13-time Coach of the Year ends 27-year run in Richland
There will be more fishing.
The golf clubs, sitting pretty much idle for the past 12 years, will be swung again.
Heck, the old coach may go back out and bird hunt again.
Earl Streufert, still on a family vacation, told the Herald on Friday that he felt he was ready to retire as the head coach of the Richland High School boys’ basketball team.
“It was just time,” said Streufert. “It’s time for someone else to do it. Thirty-eight years is a lot of time.”
It just so happened that in Streufert’s final year, his Bombers ended up winning the Class 4A state basketball championship, going 28-0 in the process.
But that, he insists, was coincidental.
“I mean, these guys were a special group,” he said.
But he’d been thinking about it for a while.
His wife was already retired, and he errors from teaching at the high school a few years ago.
He had spent much of this season babysitting his grandson before going to practice or to games.
So after the Bombers won the state title on March 7, beating Gonzaga Prep 63-49, the rumors were already out there that he was calling it quits.
But when asked after the game, Streufert said he wanted to mull it over for a few weeks before making the call.
He waited four weeks before handing his resignation letter to Richland athletic director Adrian Ochoa on April 3.
Streufert leaves an impressive resume:
- A coaching record of 490 wins against 189 losses
- He spent 38 years on the sidelines in high school basketball — 11 years as an assistant to Jim Thacker at Walla Walla (where the Blue Devils won a state title in 1999), and 27 years as head coach for the Bombers.
- His Richland teams won 12 league titles, four regional crowns, made 13 state tournament appearances, and earned eight state trophies.
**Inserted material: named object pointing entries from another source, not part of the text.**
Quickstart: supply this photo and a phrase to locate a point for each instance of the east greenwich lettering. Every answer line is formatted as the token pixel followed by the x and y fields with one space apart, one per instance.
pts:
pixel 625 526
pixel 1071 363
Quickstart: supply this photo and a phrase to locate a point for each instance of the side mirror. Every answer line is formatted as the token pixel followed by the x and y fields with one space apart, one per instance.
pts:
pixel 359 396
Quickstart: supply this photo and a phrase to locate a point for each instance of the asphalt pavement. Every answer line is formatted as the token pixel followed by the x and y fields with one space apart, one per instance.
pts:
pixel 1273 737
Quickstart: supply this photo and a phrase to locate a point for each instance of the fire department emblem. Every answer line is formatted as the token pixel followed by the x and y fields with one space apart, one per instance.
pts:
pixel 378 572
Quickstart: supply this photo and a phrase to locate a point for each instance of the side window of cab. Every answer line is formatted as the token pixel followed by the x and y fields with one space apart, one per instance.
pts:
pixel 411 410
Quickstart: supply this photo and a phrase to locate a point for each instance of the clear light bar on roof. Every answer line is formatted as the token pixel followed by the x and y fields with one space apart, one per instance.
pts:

- Besides this year’s state championship team, Streufert’s Bombers placed second at state twice (2014 and 2024); finished fourth twice (2019 and 2025); was fifth in 2018, sixth in 2017, and eighth in 2008.
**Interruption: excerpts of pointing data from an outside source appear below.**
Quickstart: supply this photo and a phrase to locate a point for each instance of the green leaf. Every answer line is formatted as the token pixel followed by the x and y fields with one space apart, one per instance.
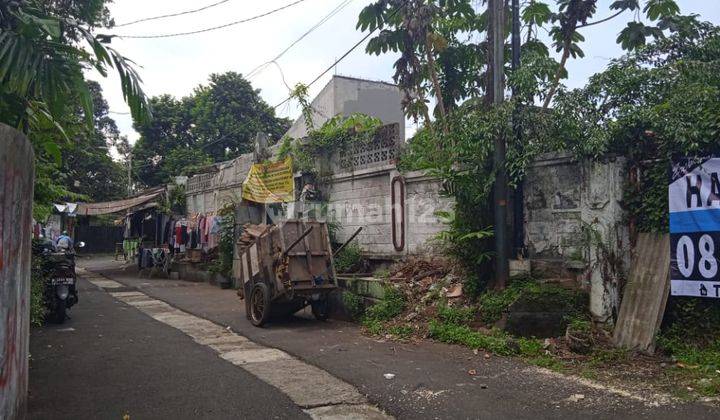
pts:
pixel 52 149
pixel 633 36
pixel 625 5
pixel 536 13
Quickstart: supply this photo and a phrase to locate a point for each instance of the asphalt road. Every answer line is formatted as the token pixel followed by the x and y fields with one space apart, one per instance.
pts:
pixel 431 380
pixel 110 360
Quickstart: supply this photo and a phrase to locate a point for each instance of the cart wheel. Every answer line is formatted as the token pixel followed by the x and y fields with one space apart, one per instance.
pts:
pixel 259 304
pixel 321 309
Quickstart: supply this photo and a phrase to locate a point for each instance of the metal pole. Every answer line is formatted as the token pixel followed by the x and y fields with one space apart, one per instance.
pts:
pixel 497 24
pixel 518 215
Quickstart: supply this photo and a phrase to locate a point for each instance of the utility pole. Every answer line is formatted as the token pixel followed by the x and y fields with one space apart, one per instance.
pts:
pixel 496 41
pixel 518 216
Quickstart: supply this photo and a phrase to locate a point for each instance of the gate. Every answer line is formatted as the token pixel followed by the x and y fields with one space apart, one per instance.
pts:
pixel 98 239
- He was named Coach of the Year 13 times in the Mid-Columbia Conference or Big Nine Conference; and he was named 4A Washington State Coach of the Year.
For Streufert and his long-time assistant coach Bruce Robertson (who is also stepping down), the memories will last a lifetime.
“Bruce and I were texting back and forth thinking about some of our highlights: Beating a tough Wasatch, Utah, team. Beating Beamer in 2014 to play for the title,” said Streufert. “Steven Beo scoring 45 points against Mead at regionals. In 2009, beating Gonzaga Prep at Gonzaga Prep at district.”
Then there was the time a few years ago when Richland had to play at Ferris of Spokane in the district tournament. The game was delayed 30 minutes while Ferris officials tried to get the long line of Bombers fans into the gym.
“We told them that we travel well,” said Streufert.
He wasn’t lying.
The Bomber Faithful kept filling the Tacoma Dome stands last month each day of the state tournament, the crowd getting bigger with each contest.
By Saturday night’s final, the media covering the tournament were awestruck with the size of the Richland crowd.
But the thing that always sticks in Streufert’s mind was just walking out onto the Dawald Gym floor on game day and seeing a packed court.
“Some people would get their blankets in the stands at 2 p.m. to reserve their spots,” Streufert recalled.
Streufert’s team always held a youth clinic each season.
When he started, it was run by the city, and it was attended by 40 to 50 kids.
“Then one year, we took it over, and we expanded it,” said Streufert. “We had 350 kids at those clinics.”
He praised the many friends of the program, which included Dave Weikum — a Kennewick High grad who has spent decades traveling with the team to videotape not just games but practices.
“There was Joe and Peggy Frank, (Dick) Cartmell, and so many, many more,” said Streufert. “Everyone was so supportive at Richland. Not one time in Richland did anybody ever say to me, ‘No, we can’t do that.’”
So, when Streufert wanted to travel to Utah to play some tough non-league games to start a season, the school made it happen.
“It was just a great place to coach,” he said. “But it’s just time.”
Streufert said the Richland head coaching job can be all-consuming. Usually after the season ends, he starts thinking about the summer program.
“It’s going to be an interesting transition,” said Streufert. “I look forward to having a summer off for the first time since I was 14.”
Jeff Morrow is former sports editor of the Tri-City Herald.